Reisen ist vieles. In Geschichten, egal ob sie durch Text oder Bilder erzählt werden, ist „die Reise“ ein beliebtes Motiv, um dem Werdegang des Protagonisten eine Bühne zu bereiten. Eine solche Bühne bereitet die Autorin und bekannte Filmemacherin Doris Dörrie in ihrem autofiktionalen Text nun sich selbst. Für Dörrie ist das Reisen sowohl Metapher als auch buchstäblich zu verstehen. Ihr Beruf führt sie immer wieder auf lange Reisen in entfernte Regionen.
In drei große Abschnitte ist das Buch unterteilt, jeder mit einem anderen geographischen Bezug: San Francisco, Japan und Marokko sind die drei Reise-Stationen, die jeweils zum Ausgangspunkt von Dörries Erzählen werden.
Ihr erster längerer Auslandsaufenthalt führte sie während der Ausbildung in die USA. Als fertige Filmemacherin wurde für sie später Japan immer wieder zum beruflichen Ziel. Das private Reisen erlebt und schildert sie im dritten Abschnitt ihres Buches mit einem Bericht über einen gemeinsamen Urlaub in Marokko mit einer Freundin.
Freundschaft, Liebe, Selbstfindung, Verlust, Trauer, Alter – Es sind die großen Themen des Lebens. Dörrie plaudert mal humorvoll, mal melancholisch, auf den ersten Blick wirkt alles leicht und ist es doch nie. Sie versteht es gut, die richtigen Akzente zu setzen, um ihren Text in der richtigen Balance aus Ernst und Unterhaltsamkeit zu halten.

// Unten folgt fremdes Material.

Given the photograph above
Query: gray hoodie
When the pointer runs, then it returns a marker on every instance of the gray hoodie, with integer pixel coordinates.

Dörrie gewährt in ihren lose zusammen hängenden Geschichten recht persönliche Einblicke und Einsichten. Sie zeigt: Manche Themen begleiten uns ein Leben lang und über alle Reisen hinweg. Verletzungen aus früheren Beziehungen, wie die aus der unglücklichen Liebesgeschichte, die sie als junge Frau in den USA selbst erlebte, lassen uns nie wieder völlig los.
Und auch über kulturelle Grenzen hinweg wiederholen sich manche Geschichten. Enttäuschungen und persönliche Niederlagen sind nicht unique. In den Geschichten anderer kann man sich selbst gespiegelt und vielleicht auch getröstet sehen.
Eine ständige Konstante in ihren Geschichten, wie auch in ihrem Leben, ist die Frage nach der Rolle der Frau in der Welt. Wie sie als Frau von anderen gesehen wird, nimmt Einfluss darauf, wie sie sich selbst gibt. Frauen werden andere Rollen zugewiesen als Männern. Auch an diesem Punkt zeigt Dörrie Gemeinsamkeiten auf, die über kulturelle Grenzen hinweg zu erkennen sind.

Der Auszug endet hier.